It was all over the news today – Kodak has finally filed for bankruptcy protection.
Nobody was really surprised. Kodak has been on a decline since the beginning of the 2000s as digital cameras began to supercede film cameras. Unlike the recent passing of Steve Jobs, I haven’t seen many people on my social media networks lamenting the loss of the company that popularized photography. Looks like people just aren’t shedding a tear for Kodak.
While I do feel sorry for the Kodak employees and pensioners who face an uncertain future, they had little say in how the company was run to the ground by their management over the past few decades. Yes, Kodak film allowed for the creation of millions of amazing images, but in my lifetime, Kodak didn’t care for the consumer very much.
I’m normally a very nostalgic guy, and I will always remember walking past the bright yellow decor of film-development stores that were sponsored by Kodak in the 1980s. It was always fascinating to see how long strips of negatives would pass through the innards of the gigantic machine which would spit out 3R-sized color photos.
However Kodak left more of a bitter taste in my mouth than nostalgia is worth. Let me tell you why.
1. Film was ridiculously overpriced.
When I started getting into photography in the late 1990s, it was such an expensive hobby. If I remember correctly, it was $5 per roll of film, $10 to develop a roll of film and 30 cents to print each photo in 4R size. So to shoot a roll of 36 exposures would easily cost you $25 before inflation.
That’s not counting the cost of batteries as film cameras were power guzzlers – remember the sound of film being rewound in a compact camera? Today you can shoot thousands of photos without considering the cost – it costs just about nothing on the digital platform. But we always had to consider the cost of reloading each roll of film.
You can argue that it forced us to become better photographers when we didn’t waste film, but I can also argue that Kodak profited handsomely from enthusiast photographers.

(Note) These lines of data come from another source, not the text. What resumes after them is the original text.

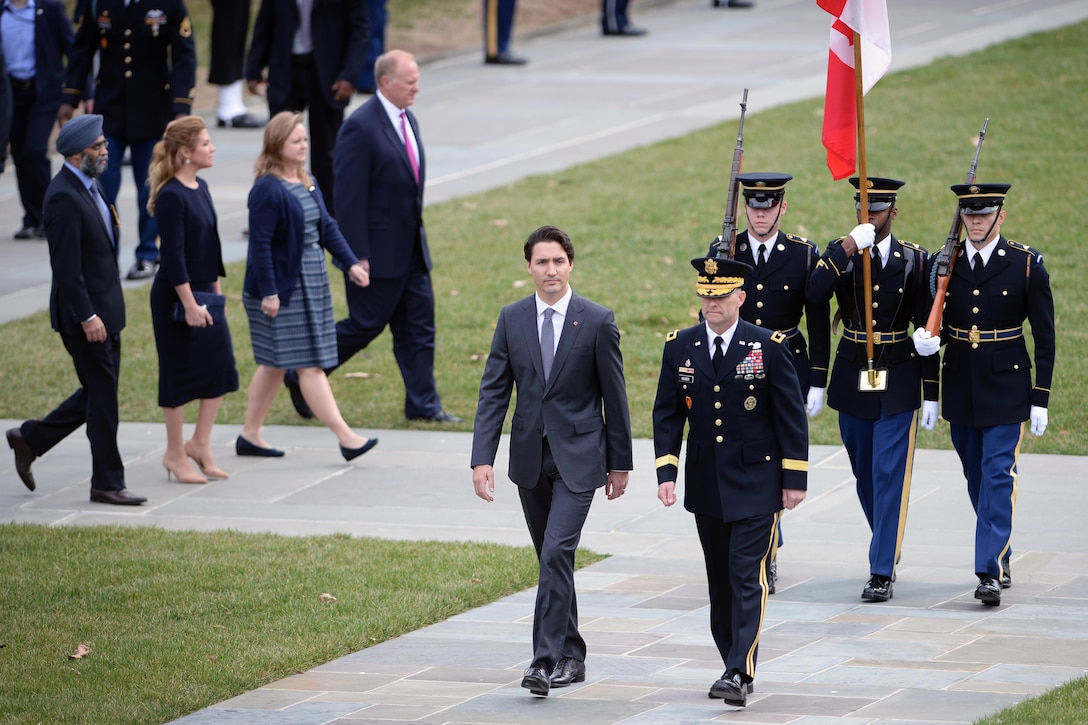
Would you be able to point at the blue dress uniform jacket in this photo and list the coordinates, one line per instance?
(989, 382)
(748, 435)
(147, 69)
(777, 298)
(900, 296)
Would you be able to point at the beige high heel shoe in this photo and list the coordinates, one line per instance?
(211, 470)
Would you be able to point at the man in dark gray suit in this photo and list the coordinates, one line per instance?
(87, 308)
(561, 352)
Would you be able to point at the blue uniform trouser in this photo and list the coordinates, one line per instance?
(881, 456)
(989, 457)
(140, 152)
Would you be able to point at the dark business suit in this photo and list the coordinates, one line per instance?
(382, 219)
(86, 282)
(582, 409)
(298, 83)
(748, 439)
(34, 107)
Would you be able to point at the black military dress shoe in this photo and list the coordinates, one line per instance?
(568, 671)
(301, 407)
(141, 270)
(441, 416)
(31, 233)
(988, 590)
(628, 31)
(24, 456)
(242, 121)
(536, 680)
(877, 589)
(732, 689)
(505, 59)
(122, 498)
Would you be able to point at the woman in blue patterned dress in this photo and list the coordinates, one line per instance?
(286, 287)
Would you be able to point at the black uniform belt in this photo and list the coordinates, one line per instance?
(975, 334)
(21, 84)
(878, 338)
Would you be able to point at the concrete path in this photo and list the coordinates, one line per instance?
(931, 654)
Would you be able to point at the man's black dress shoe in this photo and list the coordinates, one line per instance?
(242, 121)
(24, 456)
(141, 270)
(351, 454)
(31, 233)
(732, 689)
(536, 680)
(244, 447)
(505, 59)
(301, 407)
(877, 589)
(122, 498)
(629, 31)
(568, 671)
(988, 590)
(441, 416)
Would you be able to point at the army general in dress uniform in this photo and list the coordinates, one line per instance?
(734, 385)
(878, 427)
(996, 284)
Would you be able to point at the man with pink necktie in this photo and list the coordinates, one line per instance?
(379, 171)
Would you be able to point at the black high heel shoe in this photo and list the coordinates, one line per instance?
(244, 447)
(351, 454)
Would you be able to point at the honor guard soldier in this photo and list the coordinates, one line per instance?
(878, 424)
(996, 284)
(777, 289)
(146, 78)
(734, 385)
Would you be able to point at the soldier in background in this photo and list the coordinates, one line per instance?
(878, 427)
(997, 284)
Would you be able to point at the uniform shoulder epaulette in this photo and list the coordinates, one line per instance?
(800, 240)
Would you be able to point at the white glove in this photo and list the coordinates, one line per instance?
(864, 235)
(815, 402)
(1038, 420)
(925, 343)
(928, 414)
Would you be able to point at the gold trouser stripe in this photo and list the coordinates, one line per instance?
(667, 461)
(793, 464)
(904, 502)
(765, 592)
(491, 12)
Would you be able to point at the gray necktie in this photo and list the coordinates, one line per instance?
(547, 342)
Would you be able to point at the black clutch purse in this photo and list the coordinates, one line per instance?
(214, 304)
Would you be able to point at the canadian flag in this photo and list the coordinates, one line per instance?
(869, 20)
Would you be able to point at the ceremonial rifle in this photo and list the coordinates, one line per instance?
(946, 258)
(727, 243)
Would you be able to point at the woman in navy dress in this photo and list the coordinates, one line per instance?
(286, 287)
(196, 357)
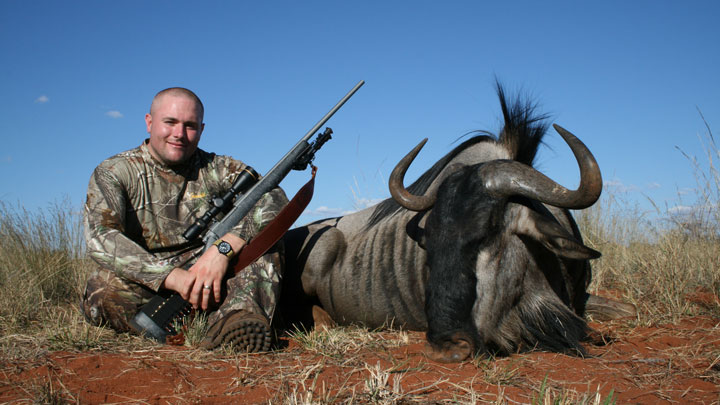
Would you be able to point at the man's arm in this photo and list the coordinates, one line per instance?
(107, 243)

Kodak and other film makers never really sought to lower the cost of film. The centuries-old method of using silver halide worked for them until digital overtook it with dazzling speed (actually it took about 5 years for digital to go into the mainstream from the time the first decent digicams appeared in the early 2000s).
2. Kodak never understood digital, and still doesn’t
As a tech writer in the mid-2000s, I always groaned when Kodak’s PR agency would pitch their latest digicams for a review. Compared to current models of the day from Canon and Olympus, Kodak’s digital cameras often seemed like backward and ugly cousins. And their image quality was never up to par. I could be wrong, but they were probably re-branded OEM digital cameras. For a company that invented digital cameras, they put little effort and money in advancing the technology.

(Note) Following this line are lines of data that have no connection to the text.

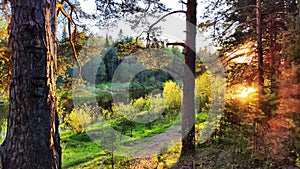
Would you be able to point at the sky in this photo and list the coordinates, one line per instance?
(173, 28)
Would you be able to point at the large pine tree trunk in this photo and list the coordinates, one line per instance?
(188, 116)
(32, 139)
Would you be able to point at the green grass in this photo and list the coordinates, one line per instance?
(78, 148)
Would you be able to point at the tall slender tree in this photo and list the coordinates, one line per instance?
(188, 116)
(32, 139)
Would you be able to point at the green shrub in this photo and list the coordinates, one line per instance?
(80, 118)
(173, 95)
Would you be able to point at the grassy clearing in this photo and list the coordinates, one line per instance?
(80, 151)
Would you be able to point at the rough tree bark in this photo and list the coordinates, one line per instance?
(188, 115)
(32, 139)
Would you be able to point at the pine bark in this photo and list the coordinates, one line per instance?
(32, 139)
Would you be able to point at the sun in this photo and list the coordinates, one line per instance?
(245, 91)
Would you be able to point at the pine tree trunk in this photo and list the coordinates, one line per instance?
(188, 115)
(32, 139)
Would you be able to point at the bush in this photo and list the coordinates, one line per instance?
(173, 95)
(79, 118)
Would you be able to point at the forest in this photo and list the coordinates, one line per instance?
(150, 84)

As film development stores began to shutter down rapidly, I didn’t see Kodak doing anything significant to save their retail partners.The shopkeepers were helpless as the landscape shifted and so was their principal supplier.
I remember it was so expensive to request for film negatives to be converted to a digital format. I tried it for a few rolls after a professional shoot and the quality of the scan was not fantastic. Where was Kodak then? Still trying to sell more Portra film to professionals, and over-saturated Gold label films to clueless tourists.
If you read any business story on Kodak’s decline, you’ll see so many other ways that they failed to capitalize on the digital tsunami. It’s not that they didn’t have the money to invest, (especially at their peak in the 1990s), but like many legacy companies, they clung on to the past desperately and turned their noses at consumers. We just wanted a better solution instead of having to panic every time our film canisters or strips became accidentally exposed to the sun.
I embraced digital photography the minute I discovered it, and was over the moon when digicams finally reached an acceptable level of quality compared to film (that was about 2007 if I remember correctly, while dSLRs achieved that about 2004 with the Canon 1D Mark II). When I used the Canon 1D Mk II, my first 1GB memory card cost a whopping $400, but it paid for itself quickly – that card was approximately the cost of 16 rolls of film (or 576 exposures) and I shot thousands of photos in a few weeks.
It was sad at first to see how Kodak failed to change itself for the times (in contrast to its greatest nemesis Fujifilm), but after a while, one didn’t care for the company at all. It looks like after this bankruptcy protection, Kodak wants to focus on digital printing. That’s another silly move – everyone in developed countries are gradually moving to ebooks and Zinio mags on tablets, and we’re now sharing photos on Facebook folders…thousands of them, all for free. Who will pay for digital printing in the future?
Like the cliche goes, change is a constant, and we have no choice but to embrace change. If you work in a company that doesn’t embrace change, please take a look around and see if you can get out before the company becomes obsolete by its own choice or ignorance.
Kodak may emerge from its bankruptcy protection a better company, but the young people of today don’t even know how iconic it once was. Perhaps I should be sad for the past, but that feeling just isn’t happening.